買うつもりもないくせに、デザイナーズ家具などをみるのが好きです。こんなデザインよく思いつくなとか配色でこんなにもののイメージが変わるのかとか、または上質な革のバッグや名刺入れや、アンティークの美しい鈍色や青銅色のドアノックなどをみているのが好きです。時代を超えて来たものの出す色というのは、いつもなんだかひとを惹きつけて、そのくせ押し付けがましくなくそこがまた素敵に感じられます。
わたしがいま使っているヴァイオリンはとてもとても古い楽器でわたしの何倍もの年月を生きてきている筈なのに、体はあんなに小さくて、表板はあんなに薄くて、少し弾かないとすぐに機嫌を損ねてしまって、なんだか弟みたいに思えてしまうのです。それでも彼の出す音は年々深くなっていって、時々わたしがびっくりするような年輪の音を出してくれるようになりました。
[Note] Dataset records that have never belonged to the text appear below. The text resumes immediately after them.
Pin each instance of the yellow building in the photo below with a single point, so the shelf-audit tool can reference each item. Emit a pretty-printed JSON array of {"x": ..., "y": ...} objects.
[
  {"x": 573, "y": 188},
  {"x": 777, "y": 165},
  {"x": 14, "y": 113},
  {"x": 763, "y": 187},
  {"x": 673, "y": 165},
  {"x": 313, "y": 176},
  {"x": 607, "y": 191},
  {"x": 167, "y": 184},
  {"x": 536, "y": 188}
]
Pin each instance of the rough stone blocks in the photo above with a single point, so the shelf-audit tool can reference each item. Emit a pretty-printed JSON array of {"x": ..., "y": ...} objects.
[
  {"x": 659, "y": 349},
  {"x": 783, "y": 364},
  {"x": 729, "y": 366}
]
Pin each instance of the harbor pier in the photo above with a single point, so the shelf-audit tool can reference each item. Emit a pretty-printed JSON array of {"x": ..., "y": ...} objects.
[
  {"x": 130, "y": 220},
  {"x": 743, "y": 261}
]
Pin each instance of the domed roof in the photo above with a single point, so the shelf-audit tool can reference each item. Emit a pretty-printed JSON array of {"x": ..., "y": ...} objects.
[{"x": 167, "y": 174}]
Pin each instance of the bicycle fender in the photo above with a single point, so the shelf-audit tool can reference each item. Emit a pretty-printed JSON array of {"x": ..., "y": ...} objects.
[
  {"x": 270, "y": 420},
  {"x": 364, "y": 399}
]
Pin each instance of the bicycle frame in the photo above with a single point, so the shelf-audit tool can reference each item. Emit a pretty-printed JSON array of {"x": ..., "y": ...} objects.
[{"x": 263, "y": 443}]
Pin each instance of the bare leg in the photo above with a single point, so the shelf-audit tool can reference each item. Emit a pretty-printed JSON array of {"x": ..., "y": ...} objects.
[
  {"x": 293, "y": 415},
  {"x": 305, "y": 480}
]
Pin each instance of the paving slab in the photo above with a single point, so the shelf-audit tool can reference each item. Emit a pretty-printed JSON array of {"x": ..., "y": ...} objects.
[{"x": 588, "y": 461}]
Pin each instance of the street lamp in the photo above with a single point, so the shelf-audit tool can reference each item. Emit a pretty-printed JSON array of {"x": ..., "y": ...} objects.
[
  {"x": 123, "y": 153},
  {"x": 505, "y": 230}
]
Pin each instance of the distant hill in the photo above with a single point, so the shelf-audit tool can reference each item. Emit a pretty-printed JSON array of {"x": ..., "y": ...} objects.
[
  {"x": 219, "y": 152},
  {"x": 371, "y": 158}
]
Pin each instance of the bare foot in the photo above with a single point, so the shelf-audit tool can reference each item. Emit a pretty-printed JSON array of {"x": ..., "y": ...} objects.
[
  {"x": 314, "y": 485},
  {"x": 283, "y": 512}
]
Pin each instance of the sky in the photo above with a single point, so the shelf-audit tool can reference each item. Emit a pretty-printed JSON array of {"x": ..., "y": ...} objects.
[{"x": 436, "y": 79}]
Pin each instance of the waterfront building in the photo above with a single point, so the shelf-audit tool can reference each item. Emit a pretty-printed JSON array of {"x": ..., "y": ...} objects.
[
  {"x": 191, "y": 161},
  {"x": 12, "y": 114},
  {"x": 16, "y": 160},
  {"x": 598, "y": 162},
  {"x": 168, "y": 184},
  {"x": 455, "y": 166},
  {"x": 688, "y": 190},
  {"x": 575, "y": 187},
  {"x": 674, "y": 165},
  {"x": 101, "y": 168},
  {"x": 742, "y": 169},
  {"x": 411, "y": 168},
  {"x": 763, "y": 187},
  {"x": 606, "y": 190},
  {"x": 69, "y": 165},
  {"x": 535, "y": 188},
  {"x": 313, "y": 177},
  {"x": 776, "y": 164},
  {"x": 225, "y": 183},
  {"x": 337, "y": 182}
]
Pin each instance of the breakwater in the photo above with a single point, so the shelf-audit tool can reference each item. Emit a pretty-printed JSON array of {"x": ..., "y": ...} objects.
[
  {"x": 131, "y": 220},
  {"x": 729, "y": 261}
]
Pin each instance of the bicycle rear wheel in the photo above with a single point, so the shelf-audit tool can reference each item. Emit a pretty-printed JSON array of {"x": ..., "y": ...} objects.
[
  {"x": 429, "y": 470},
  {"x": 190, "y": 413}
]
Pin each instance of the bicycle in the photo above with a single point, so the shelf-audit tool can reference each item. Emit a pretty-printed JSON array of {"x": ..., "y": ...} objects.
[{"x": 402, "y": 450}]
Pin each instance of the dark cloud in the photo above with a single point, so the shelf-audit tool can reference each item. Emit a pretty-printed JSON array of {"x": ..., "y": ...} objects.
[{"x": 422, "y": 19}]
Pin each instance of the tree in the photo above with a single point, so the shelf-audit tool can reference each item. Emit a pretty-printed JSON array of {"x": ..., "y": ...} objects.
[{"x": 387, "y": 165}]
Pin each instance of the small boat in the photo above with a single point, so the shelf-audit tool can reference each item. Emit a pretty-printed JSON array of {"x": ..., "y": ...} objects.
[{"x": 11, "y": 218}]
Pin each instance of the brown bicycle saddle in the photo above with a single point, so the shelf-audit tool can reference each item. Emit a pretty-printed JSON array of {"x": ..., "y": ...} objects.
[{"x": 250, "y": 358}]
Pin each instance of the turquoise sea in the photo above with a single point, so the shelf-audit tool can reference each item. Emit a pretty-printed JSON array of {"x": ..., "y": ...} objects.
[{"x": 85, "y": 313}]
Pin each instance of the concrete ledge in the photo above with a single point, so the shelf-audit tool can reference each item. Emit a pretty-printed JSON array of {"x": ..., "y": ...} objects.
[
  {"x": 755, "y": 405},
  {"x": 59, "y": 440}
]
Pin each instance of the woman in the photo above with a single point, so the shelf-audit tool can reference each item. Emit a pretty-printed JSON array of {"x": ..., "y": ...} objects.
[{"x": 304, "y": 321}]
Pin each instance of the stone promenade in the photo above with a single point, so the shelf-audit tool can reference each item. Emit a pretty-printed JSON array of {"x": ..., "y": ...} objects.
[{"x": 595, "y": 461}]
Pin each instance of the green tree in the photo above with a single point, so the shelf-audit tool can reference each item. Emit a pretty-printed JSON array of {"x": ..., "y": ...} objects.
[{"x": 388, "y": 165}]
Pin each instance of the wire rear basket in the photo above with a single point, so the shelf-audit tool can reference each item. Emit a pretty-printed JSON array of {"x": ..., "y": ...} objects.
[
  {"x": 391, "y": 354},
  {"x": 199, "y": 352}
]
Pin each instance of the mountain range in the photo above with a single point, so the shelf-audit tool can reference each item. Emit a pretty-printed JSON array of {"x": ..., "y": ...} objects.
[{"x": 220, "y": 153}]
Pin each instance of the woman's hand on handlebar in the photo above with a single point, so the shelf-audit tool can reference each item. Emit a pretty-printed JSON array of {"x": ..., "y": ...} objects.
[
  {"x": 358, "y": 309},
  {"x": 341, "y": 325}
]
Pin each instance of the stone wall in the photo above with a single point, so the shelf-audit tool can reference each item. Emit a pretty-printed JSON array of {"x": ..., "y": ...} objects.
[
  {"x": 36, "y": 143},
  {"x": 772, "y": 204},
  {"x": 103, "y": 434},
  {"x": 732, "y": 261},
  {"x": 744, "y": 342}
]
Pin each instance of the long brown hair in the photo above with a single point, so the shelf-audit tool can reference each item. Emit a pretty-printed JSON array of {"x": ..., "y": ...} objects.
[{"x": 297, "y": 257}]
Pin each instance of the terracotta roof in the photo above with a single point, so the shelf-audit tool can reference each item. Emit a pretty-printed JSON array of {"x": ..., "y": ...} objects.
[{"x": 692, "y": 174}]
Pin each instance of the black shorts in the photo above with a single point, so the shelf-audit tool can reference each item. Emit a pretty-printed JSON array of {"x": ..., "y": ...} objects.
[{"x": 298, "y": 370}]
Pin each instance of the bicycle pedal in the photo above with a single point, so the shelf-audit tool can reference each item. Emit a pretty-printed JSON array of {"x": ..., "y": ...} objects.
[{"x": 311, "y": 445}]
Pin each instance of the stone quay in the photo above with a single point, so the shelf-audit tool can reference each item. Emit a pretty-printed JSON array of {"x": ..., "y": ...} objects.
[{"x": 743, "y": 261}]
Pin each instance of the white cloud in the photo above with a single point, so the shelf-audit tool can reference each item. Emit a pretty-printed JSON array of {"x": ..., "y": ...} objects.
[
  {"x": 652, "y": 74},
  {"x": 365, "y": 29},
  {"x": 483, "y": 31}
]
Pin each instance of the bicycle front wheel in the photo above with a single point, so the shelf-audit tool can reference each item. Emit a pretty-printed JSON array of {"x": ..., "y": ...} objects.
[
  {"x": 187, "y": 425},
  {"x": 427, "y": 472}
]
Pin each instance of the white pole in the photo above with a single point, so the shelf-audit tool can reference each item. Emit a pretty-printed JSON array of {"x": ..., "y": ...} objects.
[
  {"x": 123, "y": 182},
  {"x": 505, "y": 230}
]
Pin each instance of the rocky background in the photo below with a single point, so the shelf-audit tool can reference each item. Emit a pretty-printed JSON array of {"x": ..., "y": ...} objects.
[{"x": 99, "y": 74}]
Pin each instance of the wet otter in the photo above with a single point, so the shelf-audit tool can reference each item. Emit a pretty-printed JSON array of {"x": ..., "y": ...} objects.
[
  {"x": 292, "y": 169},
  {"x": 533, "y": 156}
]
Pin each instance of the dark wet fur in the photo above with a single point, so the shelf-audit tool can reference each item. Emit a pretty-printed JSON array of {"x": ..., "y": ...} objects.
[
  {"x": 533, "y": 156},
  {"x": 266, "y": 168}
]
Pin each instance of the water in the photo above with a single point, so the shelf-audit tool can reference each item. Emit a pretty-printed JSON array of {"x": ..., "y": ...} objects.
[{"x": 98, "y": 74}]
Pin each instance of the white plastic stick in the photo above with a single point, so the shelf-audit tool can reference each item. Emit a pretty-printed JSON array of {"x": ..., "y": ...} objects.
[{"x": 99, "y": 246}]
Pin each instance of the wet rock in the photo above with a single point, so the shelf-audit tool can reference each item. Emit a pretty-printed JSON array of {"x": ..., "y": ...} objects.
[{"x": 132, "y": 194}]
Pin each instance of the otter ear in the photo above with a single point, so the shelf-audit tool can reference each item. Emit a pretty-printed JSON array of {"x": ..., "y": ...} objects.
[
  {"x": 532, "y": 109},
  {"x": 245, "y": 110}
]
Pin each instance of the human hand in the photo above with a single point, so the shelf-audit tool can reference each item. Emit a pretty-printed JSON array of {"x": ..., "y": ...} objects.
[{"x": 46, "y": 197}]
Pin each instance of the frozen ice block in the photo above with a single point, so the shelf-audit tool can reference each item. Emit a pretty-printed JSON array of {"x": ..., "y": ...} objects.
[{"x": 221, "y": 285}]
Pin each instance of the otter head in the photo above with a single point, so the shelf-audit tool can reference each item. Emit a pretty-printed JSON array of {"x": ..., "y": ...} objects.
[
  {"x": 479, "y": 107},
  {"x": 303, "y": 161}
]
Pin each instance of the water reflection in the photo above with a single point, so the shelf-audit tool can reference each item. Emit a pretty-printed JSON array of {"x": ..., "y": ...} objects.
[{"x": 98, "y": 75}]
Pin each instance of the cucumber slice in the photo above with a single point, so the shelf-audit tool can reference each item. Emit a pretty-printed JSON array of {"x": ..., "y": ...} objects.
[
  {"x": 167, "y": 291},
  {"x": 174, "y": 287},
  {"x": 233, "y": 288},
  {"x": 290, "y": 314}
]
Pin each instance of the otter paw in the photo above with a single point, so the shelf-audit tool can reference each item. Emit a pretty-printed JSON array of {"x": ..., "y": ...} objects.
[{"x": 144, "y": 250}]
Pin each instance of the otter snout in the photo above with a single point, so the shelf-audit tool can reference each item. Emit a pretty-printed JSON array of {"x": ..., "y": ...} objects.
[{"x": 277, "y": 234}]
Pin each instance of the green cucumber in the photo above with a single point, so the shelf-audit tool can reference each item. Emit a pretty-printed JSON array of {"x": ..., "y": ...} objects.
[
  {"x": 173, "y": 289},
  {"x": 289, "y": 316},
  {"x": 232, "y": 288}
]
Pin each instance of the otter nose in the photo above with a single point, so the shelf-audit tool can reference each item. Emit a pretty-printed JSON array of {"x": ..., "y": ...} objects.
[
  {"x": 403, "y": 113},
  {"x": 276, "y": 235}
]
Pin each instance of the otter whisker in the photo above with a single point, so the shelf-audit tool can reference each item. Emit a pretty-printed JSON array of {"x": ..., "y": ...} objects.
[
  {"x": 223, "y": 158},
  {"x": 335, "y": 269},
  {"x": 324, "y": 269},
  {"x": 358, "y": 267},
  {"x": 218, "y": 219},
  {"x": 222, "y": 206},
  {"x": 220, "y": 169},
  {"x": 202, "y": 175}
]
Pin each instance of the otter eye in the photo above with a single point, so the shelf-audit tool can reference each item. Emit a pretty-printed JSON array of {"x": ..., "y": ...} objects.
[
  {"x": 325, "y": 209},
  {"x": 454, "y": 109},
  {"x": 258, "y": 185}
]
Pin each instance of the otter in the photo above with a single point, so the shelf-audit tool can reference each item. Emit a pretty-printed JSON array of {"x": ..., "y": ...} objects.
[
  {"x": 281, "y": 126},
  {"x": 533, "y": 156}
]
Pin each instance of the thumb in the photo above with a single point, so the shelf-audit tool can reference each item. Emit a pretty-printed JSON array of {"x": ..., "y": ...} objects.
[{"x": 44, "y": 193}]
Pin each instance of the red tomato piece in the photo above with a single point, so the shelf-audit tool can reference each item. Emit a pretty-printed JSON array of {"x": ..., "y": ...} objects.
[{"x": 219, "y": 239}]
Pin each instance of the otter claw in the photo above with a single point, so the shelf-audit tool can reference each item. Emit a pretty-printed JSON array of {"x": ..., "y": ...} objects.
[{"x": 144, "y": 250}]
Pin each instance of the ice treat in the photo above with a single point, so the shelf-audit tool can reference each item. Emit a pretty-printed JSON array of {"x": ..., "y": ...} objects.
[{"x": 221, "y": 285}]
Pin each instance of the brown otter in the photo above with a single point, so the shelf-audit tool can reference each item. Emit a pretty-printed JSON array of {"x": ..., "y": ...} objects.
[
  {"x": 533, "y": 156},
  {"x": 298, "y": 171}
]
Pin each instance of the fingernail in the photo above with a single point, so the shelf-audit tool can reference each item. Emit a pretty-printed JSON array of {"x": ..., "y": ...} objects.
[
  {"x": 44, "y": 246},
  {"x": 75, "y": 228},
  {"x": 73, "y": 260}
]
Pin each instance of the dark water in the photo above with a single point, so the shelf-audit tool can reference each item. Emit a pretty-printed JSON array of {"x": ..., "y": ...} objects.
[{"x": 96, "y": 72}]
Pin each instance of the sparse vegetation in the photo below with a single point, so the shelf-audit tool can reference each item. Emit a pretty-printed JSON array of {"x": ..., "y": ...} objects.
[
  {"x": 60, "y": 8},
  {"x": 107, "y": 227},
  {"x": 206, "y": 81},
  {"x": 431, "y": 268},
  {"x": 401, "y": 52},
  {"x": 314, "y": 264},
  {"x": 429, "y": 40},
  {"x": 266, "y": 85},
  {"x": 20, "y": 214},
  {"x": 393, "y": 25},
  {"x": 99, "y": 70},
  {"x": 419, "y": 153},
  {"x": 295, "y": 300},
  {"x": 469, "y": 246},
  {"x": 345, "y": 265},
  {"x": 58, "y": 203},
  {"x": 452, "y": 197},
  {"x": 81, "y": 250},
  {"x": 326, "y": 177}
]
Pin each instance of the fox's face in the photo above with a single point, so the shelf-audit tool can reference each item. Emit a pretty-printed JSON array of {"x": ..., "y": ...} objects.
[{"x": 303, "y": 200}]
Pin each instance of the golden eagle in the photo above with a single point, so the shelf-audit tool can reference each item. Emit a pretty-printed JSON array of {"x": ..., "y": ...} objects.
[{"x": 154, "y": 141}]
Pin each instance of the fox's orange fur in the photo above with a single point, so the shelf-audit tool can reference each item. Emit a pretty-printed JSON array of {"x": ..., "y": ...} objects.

はじめてあの楽器に会ったのはもう何年前なんだろう。他の楽器よりすこし小さめで、なんだか放っておけなかったあのこ。ワインレッドのような色と音のヴァイオリンと、どちらにするか悩んだ時、決め手になったのは生きてきた年の長さとその小ささと、素直過ぎるくらいの音だった。こんなに長く付き合っているのにまだまだ充分使いこなせない悪いお姉ちゃんだけれど、どうぞこれからもよろしくね。なんて、楽器に語りかけたりするのでした。